「おい白石…どこ行く」
「帰る。和希んとこも行かなきゃだしな。」
さっさと部屋を出ていく彼女に結城は
「白石!!」
呼び止め追いかけようと立ち上がると、
「…俺らも国体に出たくても選ばれなかった立場だから、正直苛立ちます。」
玄関の扉が締まる音が聞こえ、静まり返った部屋で三上が静かにそう呟いた。
「選ばれたら選ばれたで死ぬほど辛いんだろうけど、選ばれてみたいです。バスケで死ぬほど辛い思いしてみたいです。」
三上も荷物を持ち立ち上がるより先に、すでに翔真が立ち上がり玄関へと走っていった。
「あ…翔真!!?」
その後を追おうとするユリに
「…無駄ですよ。」
結城も冷たく言い放った。
「優しいからアイツ前園さんに言えないのかもしれないですけど、翔真は白石しか見えてないですよ。」
「……」
「だからこんな風に追いかけても求めても今よりももっと傷つくのは前園さ……」
「翔真はああいうエースタイプの可愛い女が好きなだけ!私の時もそうだったし!!なんとなくほら似てるから。
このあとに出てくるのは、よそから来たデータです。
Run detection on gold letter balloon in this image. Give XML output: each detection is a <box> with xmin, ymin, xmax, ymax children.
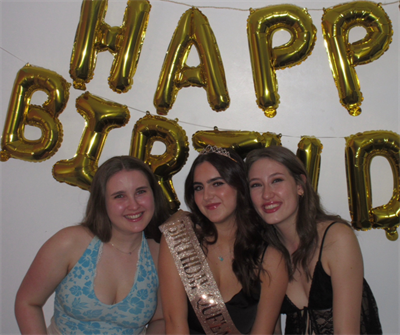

」
「…似てないですよ。全然。」
「全く。」
二人は顔を見合わせため息を混じらせて頷き、
「別れてからだいぶ経つのに、なんで今なんですか?こんな風にうまくいきかけてる二人の間を邪魔しなくても。」
「一時的に白石にひかれてるだけでしょ。翔真は他に昔からずっと好きな人がいるって理由で私を振ったんだから。」
「え……好きな人?中学の時に?」
別れた理由が初耳の結城は少し驚いた。